Tracy Chapman's "Give Me One Reason" was the song for working at the Company in Alaska, all of us wanting to be somewhere else, but none of us knowing where that was or how to get there. Guns-N-Roses are my husband's songs, which would shock anyone who knows him. We have every Cd they have ever cut in the U.S. or Europe. There are songs for every moment in my life, lots of them for moments that seemed to be nothing, but have stuck with me because the song always returns to remind me again of who I was and where I was on that day so long ago. Harry Belafonte singing "Mr. Bojangles" was the last time my father looked at me, the last time he was conscious, the last time he smiled and called me his baby. That CD, his CD, sits on my shelf now, five years later, and it dares me to play it. But I can't, and I don't know if I ever will.
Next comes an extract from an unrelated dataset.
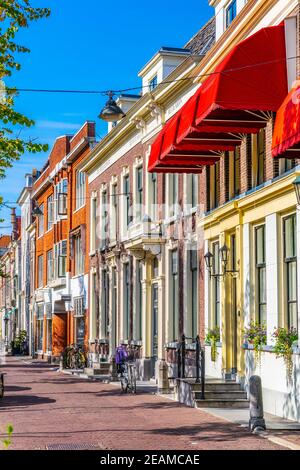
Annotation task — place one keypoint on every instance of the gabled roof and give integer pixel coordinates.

The song has become part of my personal soundtrack, and it takes me to the saddest place that I have ever known. I just don't think I could stand another visit.

And now there is Loretta. When I finish these stories, they will not be at all about country music or Kentucky or cheating husbands or coal mining. No one would possibly link them to the music of Loretta Lynn. But I know she is there; I know she is everywhere within them. I spent last summer writing with Loretta, and she made me better for her company. Sometimes you have to listen to a master to remember just how hard you need to work, just how honest you need to be. Who would have thought Loretta Lynn would live inside stories about Alaska? She's amazing, and I'm one lucky writer for having discovered her yet again.